I am a great believer in taking theatre out to the people rather than make everyone come to us. Not everyone can or wants to turn out at night come into Ipswich or some other large town. Public transport isn’t always available late at night. So it’s much better for us to bring a great play like Bette and Joan and stage it in your local village hall or community centre.

What attracted you to the play?

“What I loved about it, is the focus on people. It’s very much a character piece. The action is very self-contained, it all takes place backstage and in the dressing rooms of Bette and Joan as they film What Ever Happened to Baby Jane? This is two women, past their glory days, now in their 50s, at a time when Hollywood had, more or less, turned its back on them and this is their last chance to salvage their careers. This was the most unlikely casting and the question was could they keep their intense rivalry in check?
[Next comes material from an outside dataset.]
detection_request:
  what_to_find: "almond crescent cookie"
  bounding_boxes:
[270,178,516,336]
“The play is about showing who they are as women. They are not Gorgons, although they are both headstrong and ambitious but the play shows how each women got to this point in their career and why they are desperate for this film and this unlikely partnership to succeed.”

Did the play allow you to see these two Hollywood icons in a new light?

“Absolutely. You see them as flawed human beings. We see the different routes each of them had to stardom but, equally, we also get to see how similar they are in some respects, what hurdles they both had to get over to get to the top. They are both witty but they are also rather sad and it’s quite touching and tender in parts. I feel that when they do come to together it’s hard not to think that had they met under different circumstances, at a different time, they could have been friends.”

Bette and Joan, starring Jayne Lindill and Petra Risbridger, is staged by Horizon Theatre and will be touring Felixstowe, Hadleigh, Shotley and Sproughton in April.